Does my frustration with Node merit switching to Elixir?

TLDR: My biggest regret was not switching to elixir sooner. I suggest following the udemy course by Stephen Grider. It’s a bit old, but it should give you enough to decide whether you want to make the leap or not.

I also came from node (nextjs + redux + mongodb + heroku) for many of the same reasons.
My current project is Elixir + phoenix + react + redux + postgres (for users) + arangodb (for graph data) + graphql inside arangodb. I don’t bother with absinthe, just send a POST request with a string.

For my own project I wanted something really performant, and the js crowd seems to think that js is performant because it’s async. But dealing with async was a huge pain my rear.

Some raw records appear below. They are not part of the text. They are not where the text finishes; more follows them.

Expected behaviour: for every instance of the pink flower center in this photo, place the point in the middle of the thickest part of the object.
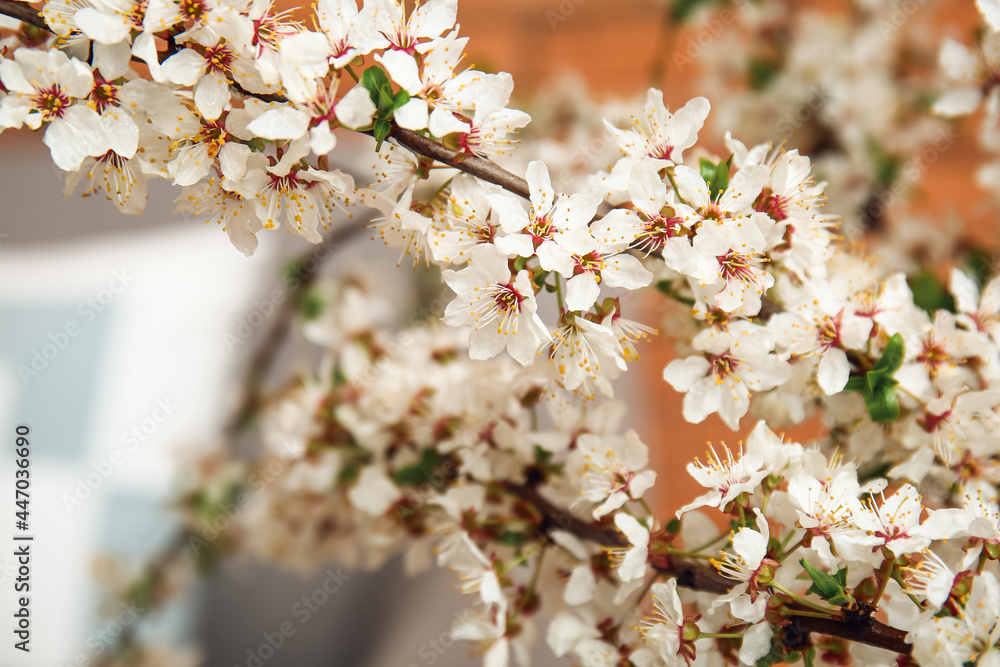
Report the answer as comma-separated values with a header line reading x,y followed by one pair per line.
x,y
724,365
52,102
736,266
772,204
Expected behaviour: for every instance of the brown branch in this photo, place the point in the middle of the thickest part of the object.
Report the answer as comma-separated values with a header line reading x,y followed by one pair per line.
x,y
481,168
23,12
701,576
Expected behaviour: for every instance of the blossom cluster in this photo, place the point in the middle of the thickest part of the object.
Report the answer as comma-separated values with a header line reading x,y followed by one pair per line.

Especially when you start using things like mongoose, where it uses it’s own promise library, but parts of it you can do with async/await (promises), but there’s the occasional undocumented thing in mongoose that ONLY works with old school callbacks… That lead to a great deal of frustration.

Elixir is more performant. WAY more. And its async system (processes) is WAY easier to reason about. Processes are also truly asyncronous, while the js event loop is technically just a highly optimized, yet synchronous system.

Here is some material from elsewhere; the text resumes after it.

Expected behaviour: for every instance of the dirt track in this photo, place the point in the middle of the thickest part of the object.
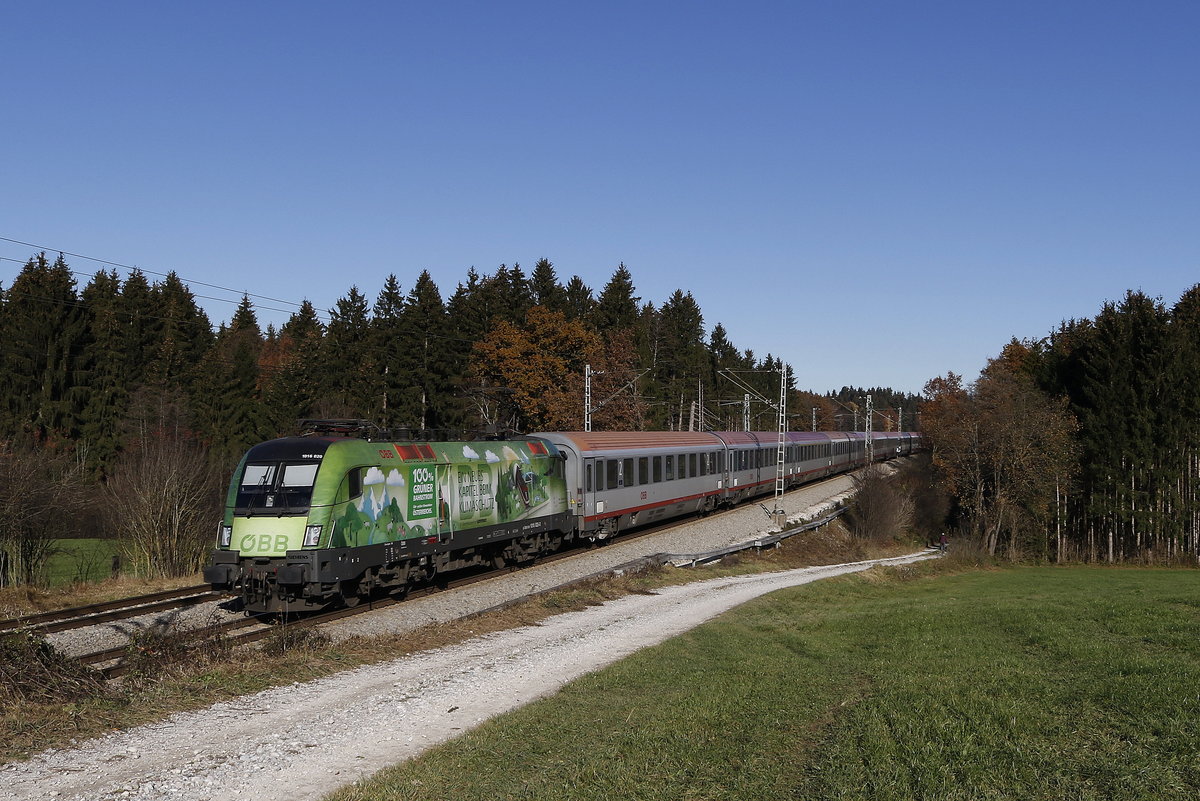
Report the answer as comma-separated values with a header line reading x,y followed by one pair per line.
x,y
303,741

Then you have immutability. I remember the time I spent days trying to figure out why my array was changing by itself. Oh, you used an Array.prototype method on a different array? Too bad!

That is not an issue in elixir.

Or how about setting things up. Expressjs is awesome because it’s so lightweight and lets you roll your own stack… but eventually I found that to be its greatest weakness. There’s several different ways to do anything in node. When you look for help, you often have to explain your whole setup, and pray that someone had the same setup with the same problem.

Elixir comes with testing. I find it better than jest, jasmine, or mocha.
Elixir has a rails-like framework (phoenix). Built in CSRF validation and sessions, ORM, and an intuitive organization of code. Of course if you really want to roll your own, that’s still easy enough.